After President Trump won the 2016 election, to the surprise of opponent Hillary Clinton and her supporters, the press entered a “now, more than ever” stage. In February 2017, the New York Times actually had the gall to start a marketing campaign saying “The truth is more important now than ever,” implicitly saying the truth was less important during Obama’s time in office. Suddenly, journalistic integrity and standards of conduct were supposedly at a level never before seen. As spectators on the front row watching a new administration unfold, their duty was to truth.
While that is certainly a necessary goal for these members of the media, the focus comes across as entirely artificial considering the previous years and mild manner in which many of the same journalists treated the Obama administration.
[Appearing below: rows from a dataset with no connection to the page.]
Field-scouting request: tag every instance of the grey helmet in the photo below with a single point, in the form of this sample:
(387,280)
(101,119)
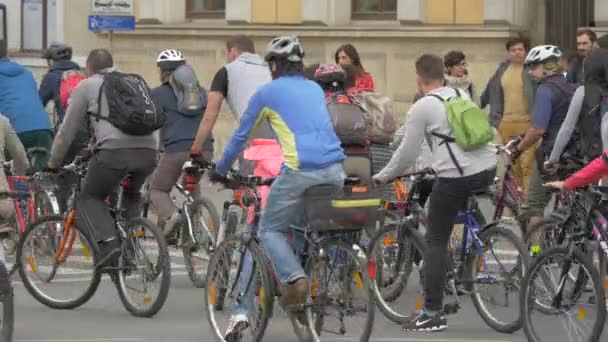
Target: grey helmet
(191,99)
(57,51)
(285,47)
So far, Sarah Sanders is the longest running press secretary of the Trump years, having replaced Sean Spicer who only held the position for six months. In her almost 12 months on the job, Sanders has faced a barrage of criticism as a representative of an administration that has seen its share of trouble through firings, investigations, low approval numbers, and tangles with Congress, just to name a few. More often than not, Sarah Sanders must answer for the president’s brash and often unrestrained words and actions on the domestic as well as international stage.
The pushback from those who sit before her each briefing time is truly intense. While the press corps desires answers and explanation, Sanders will rarely give them exactly what they want.
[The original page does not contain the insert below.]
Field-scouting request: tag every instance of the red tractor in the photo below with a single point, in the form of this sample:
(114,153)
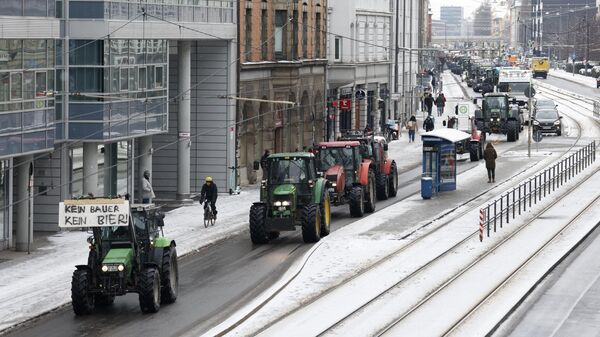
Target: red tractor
(351,179)
(374,150)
Take for instance her exchange with CNN’s Jim Acosta on Thursday regarding immigrant children and families being split up:
“Can I just ask a second question, completely unrelated, on these children who are being separated from their families as they come across the border,” Acosta asked. “The attorney general earlier today said that somehow there’s a justification for this in the Bible. Where does it say in the Bible that it’s moral to take children away from their mothers?”
In response, Sanders initially said she didn’t know what Sessions had said but added “that it is very biblical to enforce the law.” After Sanders said she wouldn’t respond to Sessions’ “specific comments that I haven’t seen,” Acosta retorted, “Well you just said it’s in the Bible to follow the law.”
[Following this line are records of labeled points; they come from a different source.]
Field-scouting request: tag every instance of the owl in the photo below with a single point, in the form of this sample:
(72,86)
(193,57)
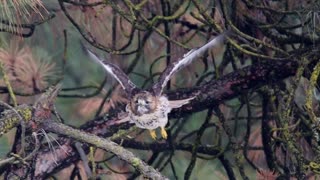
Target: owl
(148,109)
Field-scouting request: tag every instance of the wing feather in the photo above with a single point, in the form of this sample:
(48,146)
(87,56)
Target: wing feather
(114,71)
(186,60)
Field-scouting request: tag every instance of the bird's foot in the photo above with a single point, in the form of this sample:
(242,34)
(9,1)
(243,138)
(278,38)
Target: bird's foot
(164,133)
(153,134)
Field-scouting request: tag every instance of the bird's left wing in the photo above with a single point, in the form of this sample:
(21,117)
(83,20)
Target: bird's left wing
(114,71)
(186,60)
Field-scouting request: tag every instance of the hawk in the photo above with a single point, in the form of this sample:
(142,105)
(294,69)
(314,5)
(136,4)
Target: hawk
(149,109)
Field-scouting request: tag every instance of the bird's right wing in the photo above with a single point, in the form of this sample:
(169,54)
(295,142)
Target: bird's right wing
(114,71)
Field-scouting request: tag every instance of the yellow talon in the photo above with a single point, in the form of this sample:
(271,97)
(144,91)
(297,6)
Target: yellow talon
(164,133)
(153,134)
[Sarah Sanders loses patience over questions on family separation]
But the CNN correspondent picked up where he’d left off, probing “How is it moral policy to take children away from their parents?” and “Why is the government doing this?” “Because it’s the law and that’s what the law states,” Sanders said.
“It doesn’t have to be the law; you guys don’t have to do that,” Acosta replied, before Sanders leveled blame at Democrats who “have failed to come to the table” and “failed to help this president close these loopholes and fix this problem.”
Such moments are anything but helpful and only serve to contribute to the continuing political theater that is a feature of these years.
If any member of the press corps is waiting for Sarah Sanders to stray from the path set by her boss, as a point person for this administration, then they are sure to be disappointed. Amazingly, there seems to be a measure of surprise when a press secretary acts as if they answer to the president of the U.S. and not the media. Acosta’s attempt was foolish at best. After an interaction such as this, I’m left with two questions: Why are the answers given by Sanders so unexpected? Do members of the media believe they’ll reach a satisfactory conclusion after digging deeper for an unbiased response?
Neither side in such a skirmish is willing to give an inch. This will never change.
That truth makes press briefings inconsequential and distracting. What we see is opposing sides with no interest in bending. They are nothing but an exercise in confirmation bias with both parties coming away just as disgruntled as before, but with perhaps a few more soundbites and bitterness.
Regarding the specific exchange between Acosta and Sanders, I only come away with one thing: annoyance. When an administration that often struggles with decency cites biblical support for American law, and an opposing member of the media attempts to counter with a moral argument that was previously abandoned for eight years, nothing substantive has been achieved, and everyone loses.
If Americans are interested in avoiding more political drama, it’s best they tune out of press briefings altogether. They’ll only be missing more of the same, and that’s no loss.